= Tommy Tang =

Thai chef

Tommy Tang is a Thai-born chef and television personality well known for his PBS series of cooking shows.

==Life and career==
Born in Bangkok, Tang was the eldest son in a family of 12 children. Leaving school at eleven to help support his family, Tang held a succession of jobs that included a floor-fan cleaner, welder, construction worker, busboy, wheelbarrow maker, boxer, auto mechanic, tennis teacher and drummer. During that time, Tang learned to cook alongside his father in the family restaurant in Bangkok's Grand Central.

After emigrating to the U.S., Tang took a day job as chef and manager at a small Thai restaurant in Hollywood, California. In 1982, Tang opened his own restaurant in the Melrose Avenue section of West Hollywood. In 1986, Tang opened another restaurant in the TriBeCa neighborhood of New York City. In 1994, Tang opened a third restaurant in Pasadena, California. All of the restaurants have been closed for almost 25 years.

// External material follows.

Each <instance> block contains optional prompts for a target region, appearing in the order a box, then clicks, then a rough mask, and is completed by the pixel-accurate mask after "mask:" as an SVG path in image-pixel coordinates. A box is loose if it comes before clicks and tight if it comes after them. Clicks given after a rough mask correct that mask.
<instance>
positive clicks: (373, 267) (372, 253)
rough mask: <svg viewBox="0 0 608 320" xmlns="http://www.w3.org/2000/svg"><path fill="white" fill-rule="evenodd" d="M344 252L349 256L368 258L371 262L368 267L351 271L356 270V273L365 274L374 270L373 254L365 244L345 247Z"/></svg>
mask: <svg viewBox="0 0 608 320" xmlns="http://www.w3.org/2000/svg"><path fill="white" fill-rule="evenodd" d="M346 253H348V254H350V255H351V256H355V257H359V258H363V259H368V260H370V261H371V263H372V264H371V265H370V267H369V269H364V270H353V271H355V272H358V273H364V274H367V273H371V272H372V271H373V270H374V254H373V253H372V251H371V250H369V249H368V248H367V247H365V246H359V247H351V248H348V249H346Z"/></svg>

Tang produces a Cooking & Travel Series for PBS. It has almost 200 shows since it started airing in 1994.

His first cookbook, Modern Thai Cuisine, was released in 1991. It was largely hailed as being the book that "demystified" the art of preparing Modern Thai Cuisine and eventually went into eight printings. His second cookbook, Noodles & Rice and Something Nice, was equally successful.

He also continues to oversee the Tsunami Children's Foundation he founded in 2005.